# Tell portmaster to not update dependencies?



## rihad (Aug 14, 2019)

Any way to do that? It's trivial to do that using ports directly: `cd somewhere; make && make install clean`. That's it. Portmaster on the other hand wants to upgrade all port dependencies too, and it tends to become tricky if one of such dependencies is a reverse-dependency of some other port that would then break, etc.


----------



## ShelLuser (Aug 14, 2019)

Portmaster only updates port dependencies when there's actually a newer version available. And if some weird 'reverse dependency' breaks something then that's not because of Portmaster but because of bad adminipastration _administration_. If you upgrade you'd normally upgrade all ports for which an update is available.
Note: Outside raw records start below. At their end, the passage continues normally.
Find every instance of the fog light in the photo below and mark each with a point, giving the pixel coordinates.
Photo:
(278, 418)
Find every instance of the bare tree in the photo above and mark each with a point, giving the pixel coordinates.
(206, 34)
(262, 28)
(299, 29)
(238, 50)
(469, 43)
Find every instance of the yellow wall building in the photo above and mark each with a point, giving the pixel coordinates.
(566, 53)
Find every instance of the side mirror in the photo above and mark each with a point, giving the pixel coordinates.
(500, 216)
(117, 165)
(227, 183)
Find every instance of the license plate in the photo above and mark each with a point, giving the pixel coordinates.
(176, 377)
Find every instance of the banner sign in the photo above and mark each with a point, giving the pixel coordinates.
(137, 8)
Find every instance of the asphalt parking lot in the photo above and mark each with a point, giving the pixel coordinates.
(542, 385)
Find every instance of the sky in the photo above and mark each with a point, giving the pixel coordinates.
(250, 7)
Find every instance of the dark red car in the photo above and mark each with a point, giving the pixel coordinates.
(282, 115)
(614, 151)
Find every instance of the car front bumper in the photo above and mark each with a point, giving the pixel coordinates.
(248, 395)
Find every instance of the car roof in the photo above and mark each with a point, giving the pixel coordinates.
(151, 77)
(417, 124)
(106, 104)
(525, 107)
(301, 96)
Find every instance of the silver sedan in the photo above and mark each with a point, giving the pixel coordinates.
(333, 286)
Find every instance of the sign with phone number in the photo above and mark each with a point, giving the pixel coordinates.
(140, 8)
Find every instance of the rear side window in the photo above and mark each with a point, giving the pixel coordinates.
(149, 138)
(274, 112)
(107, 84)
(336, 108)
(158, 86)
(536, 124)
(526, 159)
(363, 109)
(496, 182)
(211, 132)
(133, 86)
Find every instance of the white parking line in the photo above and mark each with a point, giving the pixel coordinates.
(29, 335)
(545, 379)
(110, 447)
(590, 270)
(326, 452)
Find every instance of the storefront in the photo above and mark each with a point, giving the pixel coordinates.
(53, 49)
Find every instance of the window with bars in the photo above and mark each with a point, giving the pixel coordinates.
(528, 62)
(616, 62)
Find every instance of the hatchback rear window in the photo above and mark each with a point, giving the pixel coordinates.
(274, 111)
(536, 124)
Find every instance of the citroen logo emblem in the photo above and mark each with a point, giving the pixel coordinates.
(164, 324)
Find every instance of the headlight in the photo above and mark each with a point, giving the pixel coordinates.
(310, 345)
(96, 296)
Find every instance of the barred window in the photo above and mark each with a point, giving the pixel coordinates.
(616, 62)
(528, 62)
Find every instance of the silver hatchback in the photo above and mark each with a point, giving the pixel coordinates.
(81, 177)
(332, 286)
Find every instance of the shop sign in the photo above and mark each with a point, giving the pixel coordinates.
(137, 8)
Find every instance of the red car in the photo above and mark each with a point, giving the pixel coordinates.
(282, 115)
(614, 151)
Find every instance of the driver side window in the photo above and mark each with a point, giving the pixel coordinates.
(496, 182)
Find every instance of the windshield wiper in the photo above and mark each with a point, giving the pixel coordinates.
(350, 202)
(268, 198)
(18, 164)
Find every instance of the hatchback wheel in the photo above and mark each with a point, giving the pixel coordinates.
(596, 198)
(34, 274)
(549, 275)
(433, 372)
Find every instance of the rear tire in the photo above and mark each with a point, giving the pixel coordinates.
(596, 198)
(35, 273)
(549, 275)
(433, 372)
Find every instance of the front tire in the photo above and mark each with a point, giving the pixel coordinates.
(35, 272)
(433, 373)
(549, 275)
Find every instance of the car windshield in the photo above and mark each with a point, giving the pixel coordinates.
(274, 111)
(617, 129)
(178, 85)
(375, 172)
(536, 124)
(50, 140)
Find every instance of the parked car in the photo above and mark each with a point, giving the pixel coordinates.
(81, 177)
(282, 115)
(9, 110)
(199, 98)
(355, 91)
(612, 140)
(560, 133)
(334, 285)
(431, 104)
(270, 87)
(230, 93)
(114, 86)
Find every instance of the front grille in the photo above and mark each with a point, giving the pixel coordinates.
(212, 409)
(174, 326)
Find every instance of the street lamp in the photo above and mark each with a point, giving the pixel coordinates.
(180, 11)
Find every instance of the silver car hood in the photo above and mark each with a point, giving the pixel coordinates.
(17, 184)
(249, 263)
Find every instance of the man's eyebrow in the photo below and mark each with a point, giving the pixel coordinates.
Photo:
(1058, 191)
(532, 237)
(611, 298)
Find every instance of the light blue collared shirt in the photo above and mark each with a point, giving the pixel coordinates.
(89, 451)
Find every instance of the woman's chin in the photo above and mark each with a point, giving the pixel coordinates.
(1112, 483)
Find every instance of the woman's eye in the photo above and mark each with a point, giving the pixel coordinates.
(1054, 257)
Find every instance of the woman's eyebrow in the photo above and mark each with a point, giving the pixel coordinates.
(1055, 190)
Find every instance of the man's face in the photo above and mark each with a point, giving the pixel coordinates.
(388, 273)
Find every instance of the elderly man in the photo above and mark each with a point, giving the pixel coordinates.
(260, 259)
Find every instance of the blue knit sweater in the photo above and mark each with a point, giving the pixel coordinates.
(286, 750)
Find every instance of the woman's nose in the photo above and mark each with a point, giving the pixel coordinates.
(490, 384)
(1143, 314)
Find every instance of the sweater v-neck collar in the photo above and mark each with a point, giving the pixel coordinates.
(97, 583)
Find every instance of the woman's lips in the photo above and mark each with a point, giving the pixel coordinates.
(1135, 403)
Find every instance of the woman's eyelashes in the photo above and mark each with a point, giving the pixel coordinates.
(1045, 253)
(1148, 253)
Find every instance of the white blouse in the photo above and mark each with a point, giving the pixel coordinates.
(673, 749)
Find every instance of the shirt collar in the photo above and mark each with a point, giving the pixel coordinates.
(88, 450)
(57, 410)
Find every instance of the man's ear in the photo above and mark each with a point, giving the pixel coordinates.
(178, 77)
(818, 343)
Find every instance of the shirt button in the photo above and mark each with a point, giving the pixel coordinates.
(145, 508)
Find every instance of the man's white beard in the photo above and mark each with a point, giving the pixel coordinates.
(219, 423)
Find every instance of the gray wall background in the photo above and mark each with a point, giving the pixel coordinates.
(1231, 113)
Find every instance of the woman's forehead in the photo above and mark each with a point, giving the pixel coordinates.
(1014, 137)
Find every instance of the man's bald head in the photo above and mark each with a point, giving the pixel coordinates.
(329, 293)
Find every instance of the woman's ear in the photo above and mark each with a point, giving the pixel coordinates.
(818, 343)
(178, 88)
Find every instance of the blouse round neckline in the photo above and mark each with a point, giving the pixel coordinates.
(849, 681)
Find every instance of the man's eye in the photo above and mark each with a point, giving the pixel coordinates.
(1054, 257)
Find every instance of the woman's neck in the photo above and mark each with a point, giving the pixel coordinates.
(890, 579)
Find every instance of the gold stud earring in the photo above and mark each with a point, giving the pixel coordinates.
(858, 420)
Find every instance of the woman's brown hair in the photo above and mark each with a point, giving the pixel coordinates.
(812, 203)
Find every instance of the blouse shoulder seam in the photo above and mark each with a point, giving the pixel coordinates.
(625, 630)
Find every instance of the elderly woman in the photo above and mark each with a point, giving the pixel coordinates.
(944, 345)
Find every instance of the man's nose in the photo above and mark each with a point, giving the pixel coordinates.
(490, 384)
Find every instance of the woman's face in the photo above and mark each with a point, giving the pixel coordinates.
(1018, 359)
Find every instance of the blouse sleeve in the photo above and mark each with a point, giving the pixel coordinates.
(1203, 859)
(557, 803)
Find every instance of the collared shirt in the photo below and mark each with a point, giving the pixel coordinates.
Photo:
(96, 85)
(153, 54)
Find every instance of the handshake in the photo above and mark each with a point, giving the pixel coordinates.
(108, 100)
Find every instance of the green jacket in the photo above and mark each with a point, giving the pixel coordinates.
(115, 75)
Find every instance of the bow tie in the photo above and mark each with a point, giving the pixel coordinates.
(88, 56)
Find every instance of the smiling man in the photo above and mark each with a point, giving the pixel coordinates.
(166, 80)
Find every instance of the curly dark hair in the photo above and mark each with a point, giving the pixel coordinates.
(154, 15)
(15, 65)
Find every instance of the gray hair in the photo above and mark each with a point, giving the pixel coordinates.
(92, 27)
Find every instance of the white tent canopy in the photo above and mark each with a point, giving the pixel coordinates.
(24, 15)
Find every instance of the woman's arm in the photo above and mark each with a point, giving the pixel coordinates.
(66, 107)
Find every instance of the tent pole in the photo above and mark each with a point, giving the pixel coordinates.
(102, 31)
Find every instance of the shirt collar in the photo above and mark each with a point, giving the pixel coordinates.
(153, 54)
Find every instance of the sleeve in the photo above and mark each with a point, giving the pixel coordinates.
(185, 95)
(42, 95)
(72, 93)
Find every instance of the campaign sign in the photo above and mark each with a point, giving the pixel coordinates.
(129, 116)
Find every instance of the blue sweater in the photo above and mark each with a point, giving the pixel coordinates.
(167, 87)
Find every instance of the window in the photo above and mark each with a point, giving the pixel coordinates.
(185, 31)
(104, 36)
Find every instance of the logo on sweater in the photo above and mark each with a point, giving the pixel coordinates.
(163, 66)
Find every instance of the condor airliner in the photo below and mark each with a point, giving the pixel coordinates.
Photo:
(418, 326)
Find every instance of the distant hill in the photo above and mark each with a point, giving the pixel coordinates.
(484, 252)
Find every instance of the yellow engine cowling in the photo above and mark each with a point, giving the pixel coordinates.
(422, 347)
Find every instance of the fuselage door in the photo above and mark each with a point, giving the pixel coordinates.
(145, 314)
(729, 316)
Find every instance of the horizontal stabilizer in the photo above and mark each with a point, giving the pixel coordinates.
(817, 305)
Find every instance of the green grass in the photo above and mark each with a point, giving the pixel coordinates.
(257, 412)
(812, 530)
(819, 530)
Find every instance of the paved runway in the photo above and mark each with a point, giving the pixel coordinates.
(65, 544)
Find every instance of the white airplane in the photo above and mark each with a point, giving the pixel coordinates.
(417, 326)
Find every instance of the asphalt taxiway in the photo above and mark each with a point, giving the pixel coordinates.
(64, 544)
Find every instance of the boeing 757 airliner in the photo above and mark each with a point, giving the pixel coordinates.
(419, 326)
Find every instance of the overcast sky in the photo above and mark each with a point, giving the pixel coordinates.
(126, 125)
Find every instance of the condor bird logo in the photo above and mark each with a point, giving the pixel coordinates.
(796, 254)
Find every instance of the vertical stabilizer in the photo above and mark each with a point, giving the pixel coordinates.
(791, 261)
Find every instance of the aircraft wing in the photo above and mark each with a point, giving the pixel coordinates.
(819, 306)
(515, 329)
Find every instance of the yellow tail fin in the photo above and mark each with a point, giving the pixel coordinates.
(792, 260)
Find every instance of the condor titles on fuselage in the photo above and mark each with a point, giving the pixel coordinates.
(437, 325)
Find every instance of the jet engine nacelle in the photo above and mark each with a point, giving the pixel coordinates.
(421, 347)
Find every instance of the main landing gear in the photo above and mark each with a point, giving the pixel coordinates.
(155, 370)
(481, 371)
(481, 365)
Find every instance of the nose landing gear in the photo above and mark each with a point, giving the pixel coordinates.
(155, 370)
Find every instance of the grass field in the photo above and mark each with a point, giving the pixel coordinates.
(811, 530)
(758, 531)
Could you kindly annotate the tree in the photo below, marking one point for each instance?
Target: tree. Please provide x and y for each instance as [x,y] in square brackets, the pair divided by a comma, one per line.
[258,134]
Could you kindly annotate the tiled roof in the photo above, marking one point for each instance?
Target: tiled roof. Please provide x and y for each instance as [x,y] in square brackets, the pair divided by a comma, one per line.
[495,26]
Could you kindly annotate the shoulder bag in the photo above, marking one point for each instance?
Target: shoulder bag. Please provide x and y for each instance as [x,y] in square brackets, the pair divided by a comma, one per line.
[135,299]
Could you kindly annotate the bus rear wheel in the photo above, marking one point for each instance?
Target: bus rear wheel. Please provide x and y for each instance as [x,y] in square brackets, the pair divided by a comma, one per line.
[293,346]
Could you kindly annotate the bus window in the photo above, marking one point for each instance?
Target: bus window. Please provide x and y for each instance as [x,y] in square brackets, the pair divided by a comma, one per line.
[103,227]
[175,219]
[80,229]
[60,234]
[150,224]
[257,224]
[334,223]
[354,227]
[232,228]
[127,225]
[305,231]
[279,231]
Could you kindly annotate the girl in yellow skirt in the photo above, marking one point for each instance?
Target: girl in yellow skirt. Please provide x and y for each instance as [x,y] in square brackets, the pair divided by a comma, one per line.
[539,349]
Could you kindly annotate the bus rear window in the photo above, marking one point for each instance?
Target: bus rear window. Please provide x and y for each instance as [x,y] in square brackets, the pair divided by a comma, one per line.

Do you by any chance mix the installation of ports and packages? Because that could also explain a thing or two...


----------



## SirDice (Aug 15, 2019)

ShelLuser said:


> adminipastration


Is this what pastafarians do?


----------



## getopt (Aug 15, 2019)

It is what might help after adminicastration.


----------



## ShelLuser (Aug 15, 2019)

SirDice said:


> Is this what pastafarians do?


Indeed, it's very advanced


----------



## Lamia (Aug 16, 2019)

"portmaster --update-if-newer" should do the trick.


----------